2024年は北里柴三郎イヤーですので、今回も北里柴三郎先生の血清療法に関連したお話として「血清療法の現在のglobalな視点での位置づけ」と「その未来」についてお話をします。
世界保健機関(WHO)は、「顧みられない熱帯病(Neglected Tropical Diseases:NTDs)」は世界149の国と地域でみられ、10億人を超える人々の生活を脅かし、それら発展途上国に毎年数10億ドルもの損害を与えているとして、21疾患をNTDsと定義しています。三大感染症であるHIV/エイズ、結核、マラリアと同格でNTDsに対してWHOは本気で取り組んでいます。血清療法の関連では、狂犬病、蛇咬傷が含まれます。つまり、globalな視点で考えると、血清療法の関連は現在において世界的な潮流の中心の一部と言うことができます。では、未来はどうなるのでしょうか?
まず、発症すると死亡率100%と言われている狂犬病について考えてみます。狂犬病は日本にないはずでは? と思われる先生方もいらっしゃると思いますが、問題になるのは日本人が海外で咬まれて帰国し、病院受診する場合ではないでしょうか? 狂犬病に対しては曝露後にも狂犬病ワクチン接種がありますが、WHOは重度の曝露を受けた場合にはワクチンの接種とともに抗狂犬病免疫グロブリンの投与を推奨しています。しかし、この抗狂犬病免疫グロブリンは日本では製造されておらず、手に入らないのが現状です。

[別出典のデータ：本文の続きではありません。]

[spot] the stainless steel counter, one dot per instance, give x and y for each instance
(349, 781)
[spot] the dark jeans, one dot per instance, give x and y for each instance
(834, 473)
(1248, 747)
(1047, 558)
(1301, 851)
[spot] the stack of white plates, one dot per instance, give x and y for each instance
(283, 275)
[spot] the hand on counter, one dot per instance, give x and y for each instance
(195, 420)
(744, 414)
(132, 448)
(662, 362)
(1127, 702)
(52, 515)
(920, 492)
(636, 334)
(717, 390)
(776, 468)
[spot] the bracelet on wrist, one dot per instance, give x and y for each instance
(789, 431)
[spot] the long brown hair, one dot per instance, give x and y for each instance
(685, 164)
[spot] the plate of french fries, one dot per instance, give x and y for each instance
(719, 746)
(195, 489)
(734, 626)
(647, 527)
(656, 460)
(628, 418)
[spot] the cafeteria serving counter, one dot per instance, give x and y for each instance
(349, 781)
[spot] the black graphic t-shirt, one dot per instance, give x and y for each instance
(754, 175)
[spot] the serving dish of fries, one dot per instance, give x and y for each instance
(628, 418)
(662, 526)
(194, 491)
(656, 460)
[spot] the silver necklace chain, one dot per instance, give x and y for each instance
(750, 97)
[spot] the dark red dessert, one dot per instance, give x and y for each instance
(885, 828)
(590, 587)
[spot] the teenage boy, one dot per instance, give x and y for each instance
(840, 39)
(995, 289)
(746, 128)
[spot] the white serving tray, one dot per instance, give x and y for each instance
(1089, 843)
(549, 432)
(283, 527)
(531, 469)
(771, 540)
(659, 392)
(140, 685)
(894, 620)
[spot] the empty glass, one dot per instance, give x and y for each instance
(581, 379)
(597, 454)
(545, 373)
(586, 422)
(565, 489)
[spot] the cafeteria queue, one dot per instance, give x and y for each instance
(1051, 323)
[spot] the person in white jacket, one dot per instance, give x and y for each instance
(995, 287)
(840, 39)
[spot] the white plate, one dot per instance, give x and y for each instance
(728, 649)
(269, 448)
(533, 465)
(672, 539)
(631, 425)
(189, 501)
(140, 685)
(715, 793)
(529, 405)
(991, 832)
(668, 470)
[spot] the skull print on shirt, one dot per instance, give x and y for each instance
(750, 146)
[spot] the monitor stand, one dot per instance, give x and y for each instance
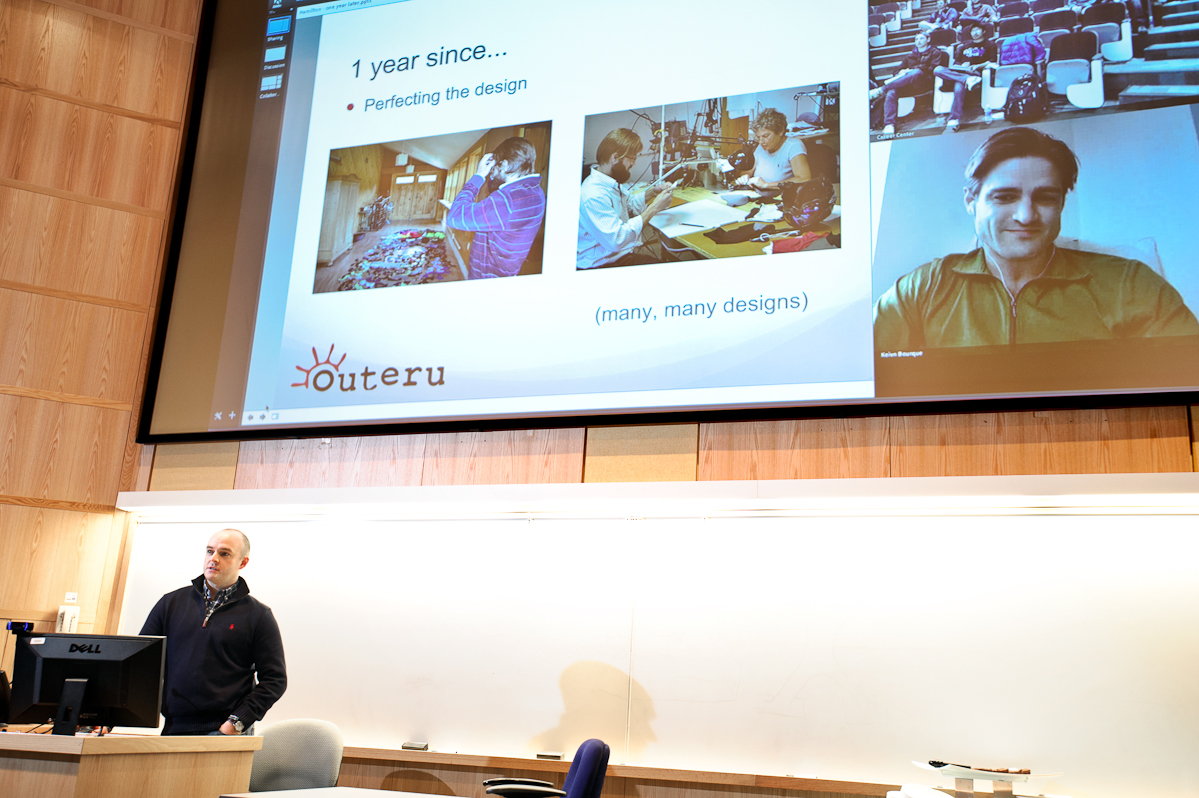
(67, 721)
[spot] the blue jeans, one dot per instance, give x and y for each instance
(907, 85)
(959, 89)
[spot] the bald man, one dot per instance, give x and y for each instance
(218, 640)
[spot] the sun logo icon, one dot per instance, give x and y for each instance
(320, 374)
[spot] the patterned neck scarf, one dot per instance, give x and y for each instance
(211, 603)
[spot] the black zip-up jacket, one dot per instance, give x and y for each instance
(210, 669)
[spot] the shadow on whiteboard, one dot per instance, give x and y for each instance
(598, 701)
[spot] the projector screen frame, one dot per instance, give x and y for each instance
(875, 406)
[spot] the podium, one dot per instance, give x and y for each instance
(52, 766)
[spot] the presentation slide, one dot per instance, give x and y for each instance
(536, 209)
(462, 149)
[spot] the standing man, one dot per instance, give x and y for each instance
(218, 638)
(610, 222)
(505, 223)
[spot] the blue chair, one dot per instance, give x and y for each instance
(583, 780)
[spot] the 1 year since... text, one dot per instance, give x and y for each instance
(703, 309)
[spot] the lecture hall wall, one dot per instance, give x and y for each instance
(92, 104)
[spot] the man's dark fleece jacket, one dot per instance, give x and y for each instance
(210, 669)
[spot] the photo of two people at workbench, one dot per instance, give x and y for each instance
(939, 66)
(1053, 242)
(459, 206)
(721, 177)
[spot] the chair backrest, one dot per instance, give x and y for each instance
(1074, 46)
(1104, 12)
(1065, 19)
(588, 769)
(1013, 26)
(297, 755)
(943, 37)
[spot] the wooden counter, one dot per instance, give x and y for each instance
(52, 766)
(461, 774)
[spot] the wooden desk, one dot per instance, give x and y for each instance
(50, 766)
(329, 792)
(702, 245)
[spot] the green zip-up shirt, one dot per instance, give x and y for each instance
(956, 301)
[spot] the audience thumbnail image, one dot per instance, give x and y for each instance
(721, 177)
(1025, 235)
(446, 207)
(938, 66)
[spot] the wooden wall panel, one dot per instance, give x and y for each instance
(76, 249)
(60, 145)
(58, 50)
(47, 554)
(648, 453)
(59, 452)
(807, 448)
(194, 466)
(178, 16)
(331, 463)
(513, 457)
(504, 458)
(1193, 413)
(1119, 440)
(70, 348)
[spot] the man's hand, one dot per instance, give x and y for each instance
(484, 165)
(657, 188)
(660, 203)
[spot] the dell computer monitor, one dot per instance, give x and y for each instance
(90, 679)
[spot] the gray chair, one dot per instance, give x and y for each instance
(297, 755)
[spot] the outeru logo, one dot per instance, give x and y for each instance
(325, 373)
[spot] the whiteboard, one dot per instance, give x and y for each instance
(831, 647)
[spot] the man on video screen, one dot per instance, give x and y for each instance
(1018, 286)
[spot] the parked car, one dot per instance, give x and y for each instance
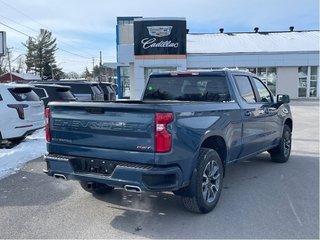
(22, 111)
(109, 92)
(82, 90)
(53, 92)
(180, 137)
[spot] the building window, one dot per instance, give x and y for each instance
(303, 79)
(308, 81)
(313, 82)
(125, 82)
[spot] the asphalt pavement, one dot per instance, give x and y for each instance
(260, 199)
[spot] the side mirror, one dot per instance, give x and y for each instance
(281, 98)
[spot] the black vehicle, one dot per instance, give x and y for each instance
(53, 92)
(109, 92)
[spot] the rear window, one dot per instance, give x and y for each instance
(193, 88)
(24, 94)
(95, 89)
(64, 93)
(80, 88)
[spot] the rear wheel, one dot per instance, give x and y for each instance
(281, 153)
(96, 188)
(208, 183)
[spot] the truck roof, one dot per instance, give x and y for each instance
(199, 72)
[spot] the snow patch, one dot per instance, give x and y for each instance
(11, 160)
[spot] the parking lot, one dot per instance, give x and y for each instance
(260, 199)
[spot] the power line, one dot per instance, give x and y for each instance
(18, 23)
(8, 5)
(16, 30)
(61, 49)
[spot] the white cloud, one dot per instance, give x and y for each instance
(86, 27)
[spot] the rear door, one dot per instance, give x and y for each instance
(29, 104)
(253, 130)
(273, 128)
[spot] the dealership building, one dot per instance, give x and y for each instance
(286, 61)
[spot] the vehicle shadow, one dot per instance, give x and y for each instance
(246, 190)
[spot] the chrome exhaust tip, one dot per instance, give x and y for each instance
(132, 188)
(57, 175)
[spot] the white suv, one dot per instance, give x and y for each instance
(21, 111)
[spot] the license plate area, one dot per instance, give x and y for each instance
(93, 166)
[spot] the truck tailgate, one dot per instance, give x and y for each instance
(103, 126)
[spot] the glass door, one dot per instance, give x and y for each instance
(303, 81)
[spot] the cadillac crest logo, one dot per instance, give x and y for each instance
(159, 31)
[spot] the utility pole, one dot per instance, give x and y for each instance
(92, 68)
(52, 77)
(9, 61)
(100, 68)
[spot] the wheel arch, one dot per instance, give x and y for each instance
(289, 123)
(218, 144)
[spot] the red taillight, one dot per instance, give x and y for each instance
(19, 108)
(47, 115)
(162, 139)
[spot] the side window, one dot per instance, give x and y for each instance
(264, 94)
(245, 88)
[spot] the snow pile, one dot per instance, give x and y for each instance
(32, 147)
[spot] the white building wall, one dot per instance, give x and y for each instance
(252, 60)
(287, 82)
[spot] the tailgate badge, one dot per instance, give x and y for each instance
(143, 147)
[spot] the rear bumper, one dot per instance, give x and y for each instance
(118, 174)
(21, 130)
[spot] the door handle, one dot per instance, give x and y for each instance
(247, 113)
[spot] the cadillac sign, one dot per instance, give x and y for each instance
(159, 37)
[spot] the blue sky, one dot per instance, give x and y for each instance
(85, 27)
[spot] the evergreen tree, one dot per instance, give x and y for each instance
(86, 74)
(31, 54)
(40, 56)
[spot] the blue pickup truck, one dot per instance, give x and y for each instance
(179, 137)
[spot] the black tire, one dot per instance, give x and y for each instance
(208, 183)
(96, 188)
(281, 153)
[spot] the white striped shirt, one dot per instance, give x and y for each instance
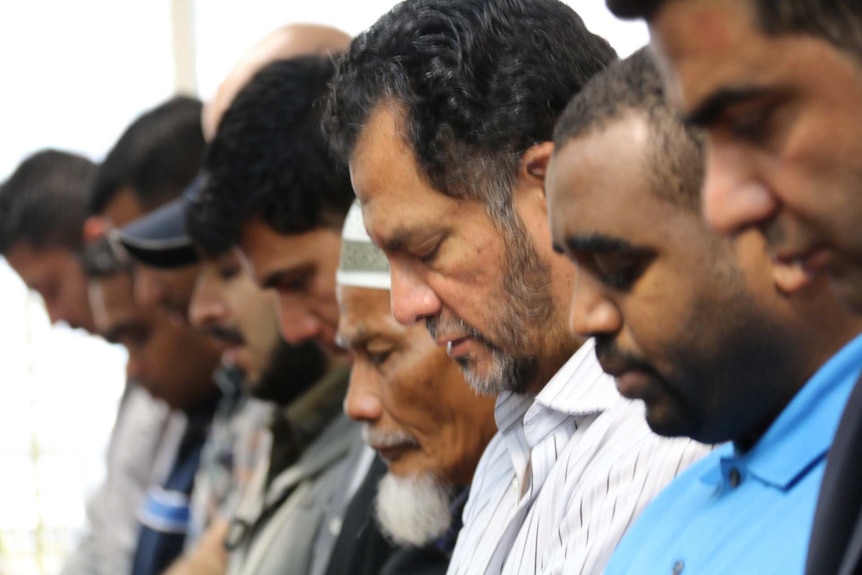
(590, 463)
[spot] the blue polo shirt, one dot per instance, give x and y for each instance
(747, 513)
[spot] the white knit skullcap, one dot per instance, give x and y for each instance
(362, 264)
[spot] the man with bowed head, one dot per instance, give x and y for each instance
(445, 111)
(416, 410)
(778, 87)
(697, 326)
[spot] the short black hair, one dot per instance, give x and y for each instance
(269, 159)
(478, 82)
(156, 157)
(43, 203)
(838, 22)
(634, 86)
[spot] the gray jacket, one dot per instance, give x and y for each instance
(275, 528)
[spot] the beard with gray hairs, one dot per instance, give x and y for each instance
(413, 510)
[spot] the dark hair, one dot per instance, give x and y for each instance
(156, 157)
(838, 22)
(269, 159)
(478, 82)
(634, 86)
(43, 202)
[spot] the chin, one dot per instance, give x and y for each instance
(669, 423)
(848, 289)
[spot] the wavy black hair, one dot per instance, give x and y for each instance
(269, 159)
(478, 81)
(43, 203)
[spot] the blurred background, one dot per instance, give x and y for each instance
(74, 74)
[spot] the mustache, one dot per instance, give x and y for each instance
(381, 439)
(455, 328)
(224, 334)
(615, 362)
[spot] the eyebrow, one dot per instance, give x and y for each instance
(713, 107)
(275, 278)
(599, 243)
(117, 331)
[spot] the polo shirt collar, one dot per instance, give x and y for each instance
(803, 432)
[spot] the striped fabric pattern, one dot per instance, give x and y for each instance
(564, 477)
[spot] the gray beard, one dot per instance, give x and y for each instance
(413, 510)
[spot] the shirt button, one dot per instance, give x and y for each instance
(735, 477)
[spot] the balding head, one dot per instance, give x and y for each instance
(286, 42)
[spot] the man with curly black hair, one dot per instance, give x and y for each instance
(444, 110)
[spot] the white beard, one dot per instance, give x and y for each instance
(413, 510)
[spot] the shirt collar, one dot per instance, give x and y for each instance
(580, 387)
(803, 432)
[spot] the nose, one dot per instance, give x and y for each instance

海外ではこの抗狂犬病免疫グロブリンはヒト血液とウマ血液のものがあるようで、技術的には日本で抗狂犬病免疫グロブリンをウマ血液でつくることは十分可能です。ただ、製剤というのはただつくればよいわけではなく、それを安定供給するためのラインの維持、臨床試験などに多額の費用が発生するため何らかの枠組みで行う必要があります。
次に蛇咬傷については、ヤマカガシ類似蛇は中国・東南アジアに生息するため、ヤマカガシ抗毒素のニーズが今後大きく高まる可能性があります(中国ではいまだに無毒蛇と信じられているようですが……)。国内でヤマカガシ抗毒素を新規に製造し、海外に輸出することができるようになれば、大きく抗毒素の分野が広がっていくと思います。
製剤そのものについては、現在の血清療法がウマ血液であることから、どうしてもアレルギー反応や根本的にウマの血液をヒトに投与することに対する拒否感があります。それに対応するためにヒト型モノクローナル抗体の開発がボツリヌス抗毒素、ジフテリア抗毒素で世界最先端の完全ヒト抗体産生マウスを用いて急ピッチで進められています。難しいのは、ただ製造するだけではなく、その効果を確かめること、さらに臨床応用となりますので、それができれば世界展開も可能になります。
1890年に北里柴三郎先生が開発された血清療法ですが、現在でも臨床展開され今後も少しずつ形を変えながら使用されていくものと思われます。